Every year, 3.7 million deaths occur due to diabetes and high blood glucose, of which diabetes causes 1.5 million deaths globally, according to the World Health Organization (WHO). A total of 422 million adults have diabetes, and one in 11 people live with this serious health disease.
A new study published in the Journal of Science and Medicine in Sport has now suggested a simple method that can help prevent serious health conditions like Type 2 diabetes.
They said taking a break from long hours of sitting to stand up can do the wonder.
The research conducted by scientists from Finland’s Turku PET Centre and UKK Institute discovered a link between standing and better insulin sensitivity, observing that insulin function improves when the participants interrupted long periods of sitting by standing up.

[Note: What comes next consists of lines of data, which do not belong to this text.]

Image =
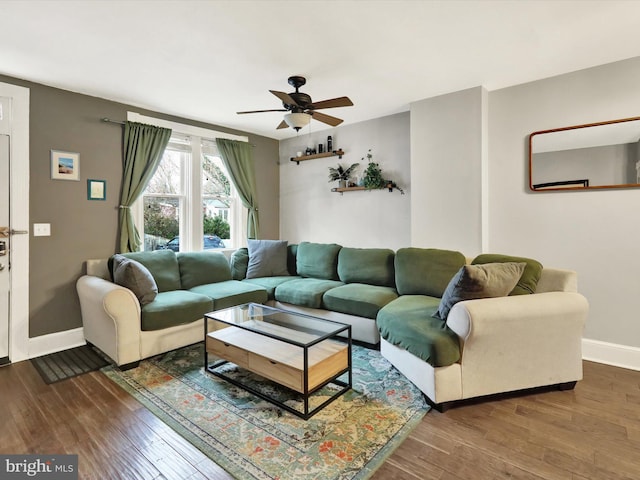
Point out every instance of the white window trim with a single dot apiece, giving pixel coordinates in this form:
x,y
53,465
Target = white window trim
x,y
240,215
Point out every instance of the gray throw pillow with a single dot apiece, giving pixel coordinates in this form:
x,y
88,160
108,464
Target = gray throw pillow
x,y
479,281
267,258
136,277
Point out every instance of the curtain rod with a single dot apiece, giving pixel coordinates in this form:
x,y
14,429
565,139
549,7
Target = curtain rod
x,y
108,120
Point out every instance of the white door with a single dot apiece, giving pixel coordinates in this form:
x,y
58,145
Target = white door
x,y
5,249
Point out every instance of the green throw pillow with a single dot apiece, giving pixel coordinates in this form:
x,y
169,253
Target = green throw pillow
x,y
136,277
479,281
532,272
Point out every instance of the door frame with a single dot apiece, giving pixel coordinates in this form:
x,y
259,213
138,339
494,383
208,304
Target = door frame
x,y
19,218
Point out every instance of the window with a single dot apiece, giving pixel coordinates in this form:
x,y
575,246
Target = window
x,y
190,203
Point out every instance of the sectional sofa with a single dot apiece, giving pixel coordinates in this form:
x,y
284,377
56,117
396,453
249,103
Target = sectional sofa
x,y
457,328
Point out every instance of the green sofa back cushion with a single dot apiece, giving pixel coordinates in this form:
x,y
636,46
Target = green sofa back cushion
x,y
426,271
529,280
163,265
136,277
240,262
200,268
373,266
318,260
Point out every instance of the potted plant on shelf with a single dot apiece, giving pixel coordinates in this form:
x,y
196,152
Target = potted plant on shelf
x,y
341,174
373,178
373,174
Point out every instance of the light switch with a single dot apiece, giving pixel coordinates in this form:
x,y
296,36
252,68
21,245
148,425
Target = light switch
x,y
41,229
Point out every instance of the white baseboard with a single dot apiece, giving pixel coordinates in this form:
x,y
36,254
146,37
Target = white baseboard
x,y
56,342
611,354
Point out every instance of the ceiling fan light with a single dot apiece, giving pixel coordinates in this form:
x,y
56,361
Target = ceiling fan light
x,y
297,120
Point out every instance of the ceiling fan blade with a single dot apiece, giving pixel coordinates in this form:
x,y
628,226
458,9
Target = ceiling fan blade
x,y
285,97
324,118
260,111
332,103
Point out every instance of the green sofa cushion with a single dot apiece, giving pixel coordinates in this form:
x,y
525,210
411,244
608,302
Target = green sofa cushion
x,y
373,266
201,268
163,265
176,307
269,283
318,260
407,322
529,280
426,271
358,299
231,292
305,292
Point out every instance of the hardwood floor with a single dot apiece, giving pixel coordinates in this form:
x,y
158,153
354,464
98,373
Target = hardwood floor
x,y
592,432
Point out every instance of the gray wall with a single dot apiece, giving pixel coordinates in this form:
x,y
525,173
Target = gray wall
x,y
448,134
82,229
592,232
310,211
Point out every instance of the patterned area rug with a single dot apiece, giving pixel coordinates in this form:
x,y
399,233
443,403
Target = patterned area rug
x,y
252,439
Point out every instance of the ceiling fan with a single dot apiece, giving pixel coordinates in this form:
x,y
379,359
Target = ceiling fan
x,y
302,108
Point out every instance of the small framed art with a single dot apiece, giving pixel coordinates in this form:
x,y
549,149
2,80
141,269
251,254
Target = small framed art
x,y
65,165
96,189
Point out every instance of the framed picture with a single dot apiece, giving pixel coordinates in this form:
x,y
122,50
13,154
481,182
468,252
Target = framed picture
x,y
65,165
96,189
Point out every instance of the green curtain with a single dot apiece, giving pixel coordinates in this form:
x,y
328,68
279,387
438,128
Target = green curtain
x,y
238,158
143,149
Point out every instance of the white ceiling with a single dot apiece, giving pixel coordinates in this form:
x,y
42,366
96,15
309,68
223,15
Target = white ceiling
x,y
205,60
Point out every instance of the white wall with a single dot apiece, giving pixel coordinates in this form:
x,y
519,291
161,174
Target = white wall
x,y
597,232
447,167
309,211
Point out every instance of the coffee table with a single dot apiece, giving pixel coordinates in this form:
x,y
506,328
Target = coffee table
x,y
297,351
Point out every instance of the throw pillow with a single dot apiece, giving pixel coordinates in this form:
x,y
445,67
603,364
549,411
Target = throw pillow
x,y
267,258
479,281
529,280
136,277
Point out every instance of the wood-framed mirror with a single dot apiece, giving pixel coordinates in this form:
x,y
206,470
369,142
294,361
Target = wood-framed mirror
x,y
586,157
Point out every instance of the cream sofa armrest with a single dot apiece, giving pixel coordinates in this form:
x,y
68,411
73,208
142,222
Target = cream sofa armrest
x,y
517,342
111,318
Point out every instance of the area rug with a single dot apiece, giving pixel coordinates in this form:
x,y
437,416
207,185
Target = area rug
x,y
252,439
59,366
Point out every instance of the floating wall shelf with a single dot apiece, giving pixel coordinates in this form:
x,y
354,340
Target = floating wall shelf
x,y
341,190
335,153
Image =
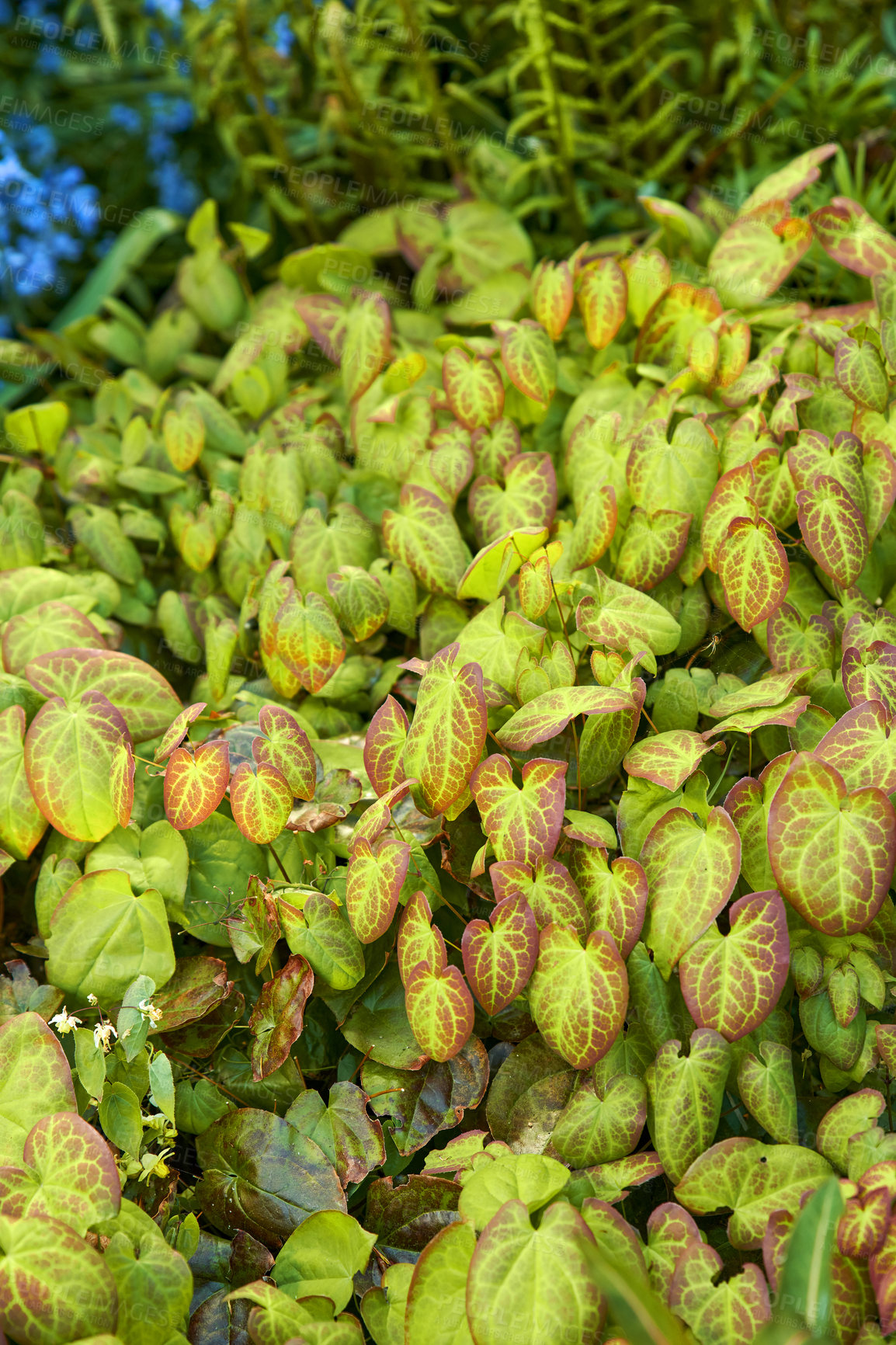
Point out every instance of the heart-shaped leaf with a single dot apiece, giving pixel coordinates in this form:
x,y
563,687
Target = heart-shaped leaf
x,y
832,852
196,783
578,994
440,1010
732,982
523,825
690,873
499,957
374,881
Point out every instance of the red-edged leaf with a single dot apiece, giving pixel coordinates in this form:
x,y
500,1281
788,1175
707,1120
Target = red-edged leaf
x,y
615,895
849,235
279,1014
870,674
552,296
448,731
176,731
602,290
373,884
287,749
549,891
262,802
121,780
668,759
732,982
499,959
525,823
754,571
384,745
690,873
653,545
833,529
528,354
473,386
440,1010
549,713
578,994
861,747
832,852
196,783
418,940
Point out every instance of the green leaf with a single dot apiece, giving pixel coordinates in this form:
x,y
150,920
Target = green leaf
x,y
685,1098
512,1263
53,1284
752,1180
578,996
102,938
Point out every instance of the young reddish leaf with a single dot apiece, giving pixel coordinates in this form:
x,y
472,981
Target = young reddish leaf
x,y
860,371
448,731
183,433
528,354
756,255
69,751
440,1010
832,852
549,713
754,571
279,1014
373,884
523,825
861,747
262,802
732,1312
418,940
121,773
578,996
690,873
196,783
385,744
849,235
499,961
615,895
549,891
528,498
833,529
798,642
22,822
668,759
176,732
308,641
602,290
685,1098
552,296
732,982
367,345
870,674
879,474
651,547
473,386
287,749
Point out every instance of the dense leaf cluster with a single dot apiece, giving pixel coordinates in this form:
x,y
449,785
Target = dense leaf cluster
x,y
446,775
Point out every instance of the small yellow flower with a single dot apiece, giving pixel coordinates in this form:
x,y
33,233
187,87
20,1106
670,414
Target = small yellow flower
x,y
65,1023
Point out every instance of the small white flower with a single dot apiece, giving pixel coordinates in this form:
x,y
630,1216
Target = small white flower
x,y
150,1010
102,1034
65,1023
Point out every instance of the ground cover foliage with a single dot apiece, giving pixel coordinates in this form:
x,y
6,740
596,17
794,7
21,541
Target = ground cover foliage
x,y
446,791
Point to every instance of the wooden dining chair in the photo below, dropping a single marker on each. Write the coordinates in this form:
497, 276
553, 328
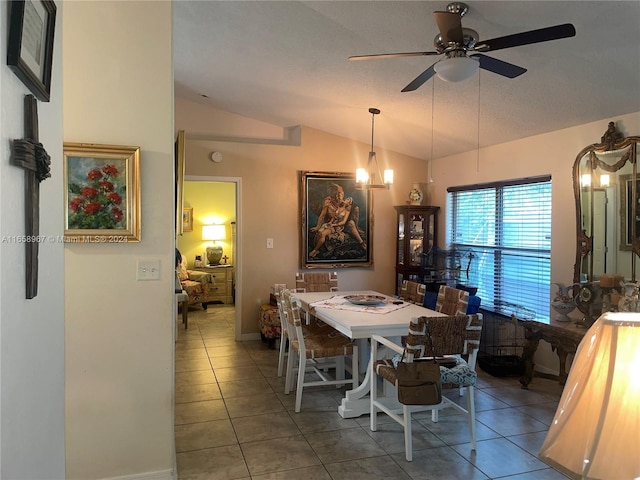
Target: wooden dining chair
458, 335
307, 351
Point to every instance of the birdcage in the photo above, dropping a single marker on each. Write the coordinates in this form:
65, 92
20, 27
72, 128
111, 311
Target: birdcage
502, 341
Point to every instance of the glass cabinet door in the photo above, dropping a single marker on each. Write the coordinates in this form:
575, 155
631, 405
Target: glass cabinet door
416, 242
401, 239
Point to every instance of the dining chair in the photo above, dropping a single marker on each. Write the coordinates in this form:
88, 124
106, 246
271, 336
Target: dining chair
315, 327
452, 335
452, 301
412, 292
309, 351
316, 282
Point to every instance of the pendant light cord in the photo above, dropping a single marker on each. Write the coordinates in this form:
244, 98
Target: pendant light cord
478, 132
433, 89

Diabetes increases the risk for the occurrence of complications like stroke, blindness, kidney failure, and heart disease. People with this disease are at an increased risk of premature death.

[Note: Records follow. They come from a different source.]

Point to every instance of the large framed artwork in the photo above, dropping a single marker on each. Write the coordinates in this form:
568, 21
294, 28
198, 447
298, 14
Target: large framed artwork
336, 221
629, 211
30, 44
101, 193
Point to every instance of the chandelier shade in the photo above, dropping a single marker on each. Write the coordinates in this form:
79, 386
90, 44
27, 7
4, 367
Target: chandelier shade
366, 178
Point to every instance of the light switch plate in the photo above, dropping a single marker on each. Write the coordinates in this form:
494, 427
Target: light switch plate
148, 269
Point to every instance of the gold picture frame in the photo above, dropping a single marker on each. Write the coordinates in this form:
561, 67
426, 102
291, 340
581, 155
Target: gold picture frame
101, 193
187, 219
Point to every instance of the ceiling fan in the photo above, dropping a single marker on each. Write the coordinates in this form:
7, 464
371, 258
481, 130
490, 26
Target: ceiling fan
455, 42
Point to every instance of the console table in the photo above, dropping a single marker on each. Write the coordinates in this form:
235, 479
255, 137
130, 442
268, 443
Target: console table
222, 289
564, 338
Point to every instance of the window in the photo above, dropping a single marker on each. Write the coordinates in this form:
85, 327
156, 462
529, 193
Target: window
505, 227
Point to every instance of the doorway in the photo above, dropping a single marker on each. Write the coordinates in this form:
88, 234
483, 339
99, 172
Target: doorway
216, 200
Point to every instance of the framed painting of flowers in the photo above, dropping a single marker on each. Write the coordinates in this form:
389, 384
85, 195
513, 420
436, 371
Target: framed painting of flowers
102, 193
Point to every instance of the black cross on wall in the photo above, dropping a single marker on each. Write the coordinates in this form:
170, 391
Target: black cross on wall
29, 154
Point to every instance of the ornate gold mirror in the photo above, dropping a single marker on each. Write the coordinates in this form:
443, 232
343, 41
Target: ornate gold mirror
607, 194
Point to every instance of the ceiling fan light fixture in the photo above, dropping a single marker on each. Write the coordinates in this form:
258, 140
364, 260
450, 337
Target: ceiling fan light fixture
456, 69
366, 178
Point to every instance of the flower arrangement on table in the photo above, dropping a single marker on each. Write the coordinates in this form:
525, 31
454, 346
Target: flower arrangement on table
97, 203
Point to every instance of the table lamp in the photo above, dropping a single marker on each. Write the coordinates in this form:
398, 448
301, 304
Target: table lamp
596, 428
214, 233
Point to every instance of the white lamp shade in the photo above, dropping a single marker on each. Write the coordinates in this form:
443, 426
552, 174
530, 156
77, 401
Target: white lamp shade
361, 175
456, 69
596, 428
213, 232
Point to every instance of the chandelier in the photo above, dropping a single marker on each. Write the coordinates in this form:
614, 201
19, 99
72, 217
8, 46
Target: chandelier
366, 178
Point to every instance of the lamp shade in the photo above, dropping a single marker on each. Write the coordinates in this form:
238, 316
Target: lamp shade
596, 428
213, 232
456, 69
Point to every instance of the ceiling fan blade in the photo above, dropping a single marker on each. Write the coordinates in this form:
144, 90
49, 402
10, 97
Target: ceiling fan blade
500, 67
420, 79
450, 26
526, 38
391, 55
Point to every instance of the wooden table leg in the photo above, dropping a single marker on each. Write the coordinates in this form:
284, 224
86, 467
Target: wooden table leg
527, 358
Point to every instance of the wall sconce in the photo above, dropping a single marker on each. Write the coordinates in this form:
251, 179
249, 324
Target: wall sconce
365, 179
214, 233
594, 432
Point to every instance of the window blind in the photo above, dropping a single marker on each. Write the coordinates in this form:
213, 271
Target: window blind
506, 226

Role Of Insulin Causing Type 2 Diabetes
Insulin performs the function of regulating body metabolism and blood sugar levels, by allowing glucose to enter the cells. However, when a person is overweight, the body’s insulin hormone functions are disturbed. This results in a reduction in insulin sensitivity and an increased risk of developing type 2 diabetes.
How Standing & Insulin Production Is linked
The study is unique because it closely observed how long durations of inactivity impact insulin production. The study found that insulin function improved when study participants interrupted long periods of sitting by standing up.
This is true even for inactive adults at higher risk of developing type 2 diabetes, irrespective of how long they sat, their activity and fitness levels, or whether they were overweight.
WHO’s Worries & Suggestions
Diabetes, heart disease, cancer, stroke and chronic lung diseases are some examples of non-communicable diseases (NCDs). The United Nations’ Sustainable Development Goal number 3 targets a one-third reduction in premature deaths attributable to non-communicable diseases, by 2030.
According to the WHO, more than 70 per cent of deaths are caused annually due to lifestyle-related conditions. This amounts to be 41 million deaths worldwide. In low- and middle-income countries, almost three-quarters of these deaths occur, emphasising that poverty and lifestyle-related diseases are linked with each other.
An unhealthy diet, exposure to tobacco smoke, excessive alcohol use, and lack of physical exercise are the four long-term key risk factors for NCDs. Insufficient exercise or inactivity leads to an estimated 1.6 million deaths annually.
The WHO advises people to change the unhealthy lifestyle practices which lead to the development of NCDs. Also, NCDs can be managed with the help of detection, screening and treatment programmes.